Anche le aziende più piccole hanno subito un destino simile: Stripe, società di pagamenti, ha licenziato 1.050 persone. Noom, l’app per la salute e il fitness, si è liberata di 1.095. Kraken, la borsa delle criptovalute, ha licenziato 1.100 dipendenti.
Secondo gli analisti, parte del calo è dovuto alla pandemia. Quando le persone sono state sottoposte ai lockdown e la vita si è improvvisamente spostata online in un modo mai visto prima, le aziende hanno assunto in massa. Ora che la vita è tornata praticamente come prima, le aziende stanno correggendo l’eccesso di assunzioni.
La rabbia su LinkedIn
Ma ci sono anche altri problemi legati alla pandemia, come spiega Daniel Keum, professore di management alla Columbia Business School. Negli ultimi anni, le aziende potrebbero aver rinunciato a licenziare il personale a causa dell’indelicatezza di farlo nel pieno di una pandemia, ha detto Keum. Le aziende hanno anche trovato difficile giudicare le prestazioni dei lavoratori da remoto, quindi potrebbero aver rinunciato a ridurre il personale. Ora che un numero sempre maggiore di aziende è tornato in ufficio, almeno a tempo parziale, la dirigenza sta prendendo in considerazione i tagli a cui in precedenza aveva rinunciato.

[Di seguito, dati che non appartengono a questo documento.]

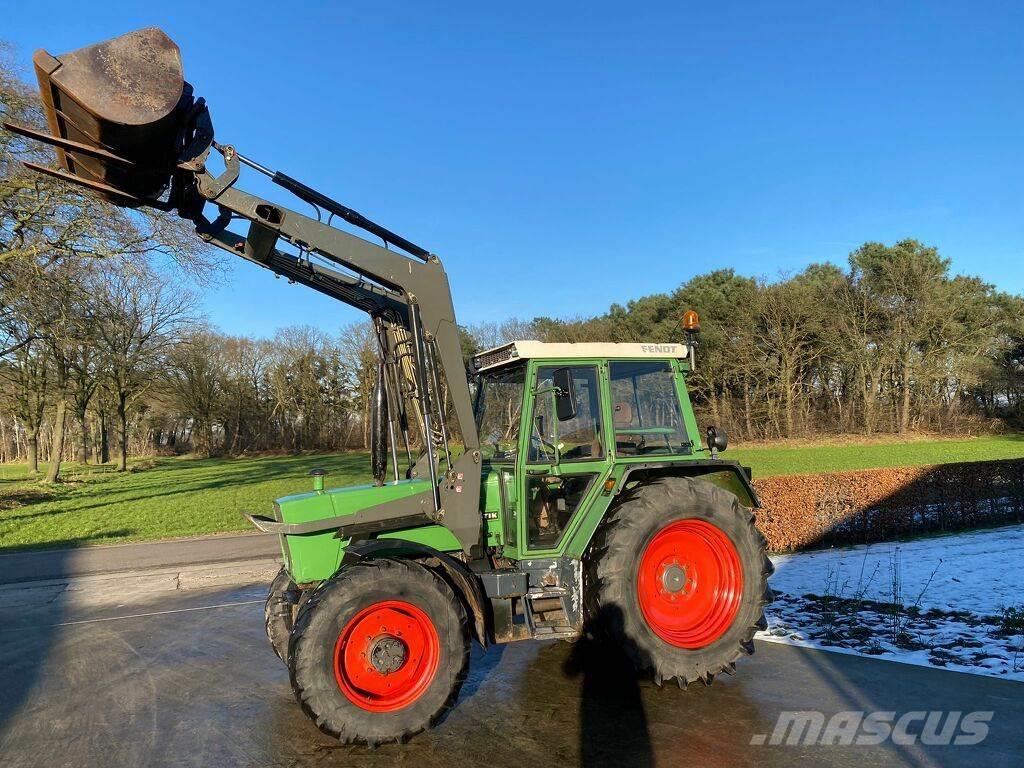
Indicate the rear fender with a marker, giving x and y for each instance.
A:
(728, 475)
(455, 572)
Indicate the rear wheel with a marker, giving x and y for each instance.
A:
(678, 577)
(379, 651)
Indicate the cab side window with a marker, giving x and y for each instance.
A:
(579, 438)
(645, 410)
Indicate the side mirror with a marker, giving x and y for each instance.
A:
(717, 440)
(565, 394)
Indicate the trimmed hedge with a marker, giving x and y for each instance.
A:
(807, 511)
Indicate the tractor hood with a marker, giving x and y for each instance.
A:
(346, 501)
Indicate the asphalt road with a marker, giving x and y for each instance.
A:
(188, 680)
(60, 563)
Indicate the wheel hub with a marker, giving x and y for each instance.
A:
(388, 654)
(676, 579)
(690, 584)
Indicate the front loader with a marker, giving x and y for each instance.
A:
(552, 491)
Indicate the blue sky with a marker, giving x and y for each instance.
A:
(560, 157)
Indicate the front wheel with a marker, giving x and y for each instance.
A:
(379, 651)
(678, 577)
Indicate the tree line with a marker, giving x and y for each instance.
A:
(894, 342)
(103, 354)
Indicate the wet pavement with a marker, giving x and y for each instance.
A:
(188, 680)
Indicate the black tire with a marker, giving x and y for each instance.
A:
(332, 609)
(613, 609)
(279, 612)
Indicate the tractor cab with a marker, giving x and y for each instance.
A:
(560, 425)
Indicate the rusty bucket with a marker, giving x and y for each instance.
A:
(117, 112)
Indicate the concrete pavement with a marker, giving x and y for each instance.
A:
(188, 679)
(68, 563)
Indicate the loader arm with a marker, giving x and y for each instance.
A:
(146, 143)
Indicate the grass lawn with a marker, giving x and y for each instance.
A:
(170, 498)
(768, 460)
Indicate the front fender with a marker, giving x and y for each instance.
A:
(464, 582)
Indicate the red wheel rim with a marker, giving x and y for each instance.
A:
(386, 655)
(689, 584)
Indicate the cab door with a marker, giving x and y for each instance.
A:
(563, 461)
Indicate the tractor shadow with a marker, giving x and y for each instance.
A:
(613, 729)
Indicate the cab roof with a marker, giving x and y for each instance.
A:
(518, 350)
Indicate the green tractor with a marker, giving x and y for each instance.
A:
(552, 491)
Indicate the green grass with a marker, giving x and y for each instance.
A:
(168, 498)
(174, 498)
(768, 460)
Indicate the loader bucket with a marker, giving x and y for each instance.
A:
(116, 111)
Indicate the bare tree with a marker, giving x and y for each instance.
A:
(137, 315)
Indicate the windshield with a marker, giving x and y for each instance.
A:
(499, 406)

“Il tasso naturale di valutazione e di turnover era davvero basso in modo anomalo”, ha detto Keum. “Quindi c’è un po’ da recuperare anche su questo”.
Nel frattempo, LinkedIn è pieno di post di lavoratori che sono stati licenziati, hanno avuto offerte di lavoro poi annullate o hanno avuto a che fare con altri problemi di un’industria che sta tirando la cinghia.